Tomato Caprese Panini
2 slices of Italian bread
Fresh Basil (must be fresh) or pesto
Fresh Mozzarella (must be fresh)
Salt to taste
Heat your skillet or frying pan and get Panini press ready and hot (you don’t need a panini press and can just make this like grilled cheese and kinds squish it). Slice your bread, tomatoes, mozzarella, and chop basil. Rub outter sides of bread with olive oil. Place one piece of bread (olive oil side down) on skillet and top with sliced tomatoes, mozzarella, a little salt and then basil. Top with remaining slice of bread (olive oil side out). Squish it a little as you go and flip when golden brown on first side. Grilled to perfection both sides are a nice golden brown and cheese is melted.
Well, I came back from NY and have more produce than I know what to do with. I have three full quarts of sugar snap peas (and that doesn’t count the ones I tossed because they were past prime and all the ones I ate while I harvested). Another quart of broccoli flowerets, a zucchini and a black zucchini and a ton of cucumbers. The little ones are for pickling, but I have like 9 slicing cucumbers. Any ideas on what to do with them out there? I’ll make my tomato, cucumber, free mozzerella salad, but I have even more cucumbers coming. Any good cucumber recipies out there??
I ate my first ripe tomatoes, there are a few others almost ready. I have peppers almost ready to pick, beans won’t be too much longer either!
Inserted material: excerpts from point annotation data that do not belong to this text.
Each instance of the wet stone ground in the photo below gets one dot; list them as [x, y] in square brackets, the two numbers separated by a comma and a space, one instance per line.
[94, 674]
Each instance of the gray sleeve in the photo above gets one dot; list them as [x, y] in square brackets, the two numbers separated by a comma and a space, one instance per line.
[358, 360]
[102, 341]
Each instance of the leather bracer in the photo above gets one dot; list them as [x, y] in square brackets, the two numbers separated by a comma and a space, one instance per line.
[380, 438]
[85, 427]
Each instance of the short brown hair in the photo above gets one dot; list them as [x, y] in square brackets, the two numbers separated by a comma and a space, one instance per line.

I have the first showing of my pumpkins and watermelon as well, and picked my first zucchinis. It’s all growing really well, my sugar snap peas are about 7 feet tall!! My eggplants are blossoming, but no fruit showing yet.
I also picked a huge batch of raspberries at mom and dads and made more jam… the $3 I paid for my canning pot at a yard sale last year was WELL worth it!